The reason I haven't thought about it much is that I believe that to redefine the cross product in that way you'd need a good reason, and I can't think of one. Just as you rotate about a plane and not an axis in 4D, you'd take a cross product of a vector not with a line (vector), but with a plane spanned by two vectors. At least that is my intuitive understanding of the cross product. - We can introduce a third component of the force analogous to electromagnetism. Let's call that field X (for "extradimensional mystery field"[2]). Then we can write four-dimensional Maxwell equations as
- div E = 0
- div B = 0, as before
- cross(nabla, E, X) = -dtB
- c2 cross(nabla, B, X) = dtE
I leave these thoughts to you for discussion. What can be done to save the eyesight of those poor 4D beings? Maybe I've overlooked solutions, too. I'd be interested in them. And I hope I get around to doing some math on my proposed solutions soon, to see where they lead to...
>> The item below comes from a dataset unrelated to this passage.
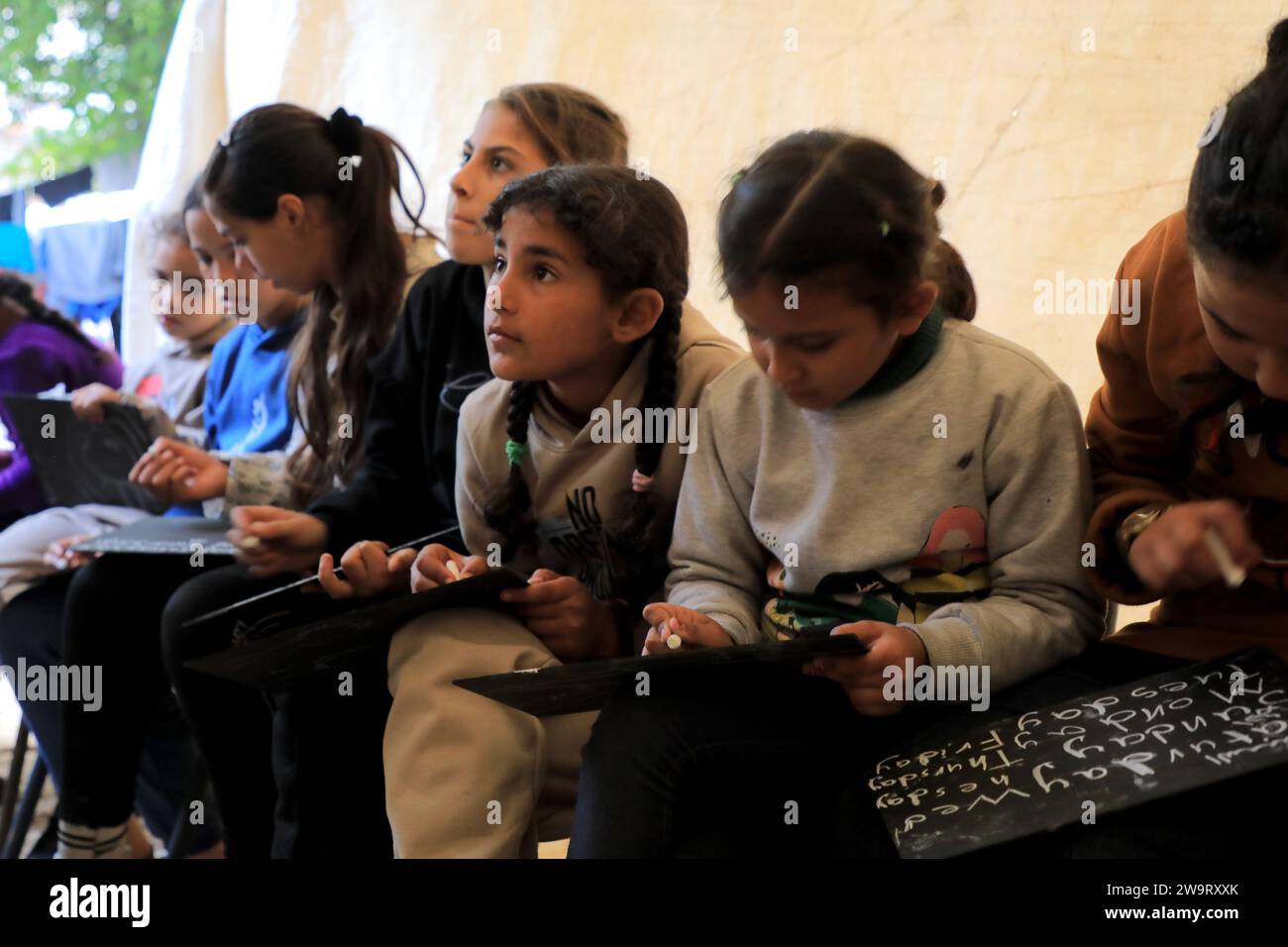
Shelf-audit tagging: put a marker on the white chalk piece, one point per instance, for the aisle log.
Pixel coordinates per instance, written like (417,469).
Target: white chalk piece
(1232,574)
[1] Sorry if I don't write everything down using the correct symbols here, writing vector analysis terms in BBCode is a bit tedious.
[2] For all you smartypantses out there: I know it's not extradimensional. I just wanted something to scan with "X" and that is what I came up with
[3] I see the idea of a third force has come up before. But neither could I find a deduction of why it is needed, nor did I see a reference to either of the alternatives I mentioned.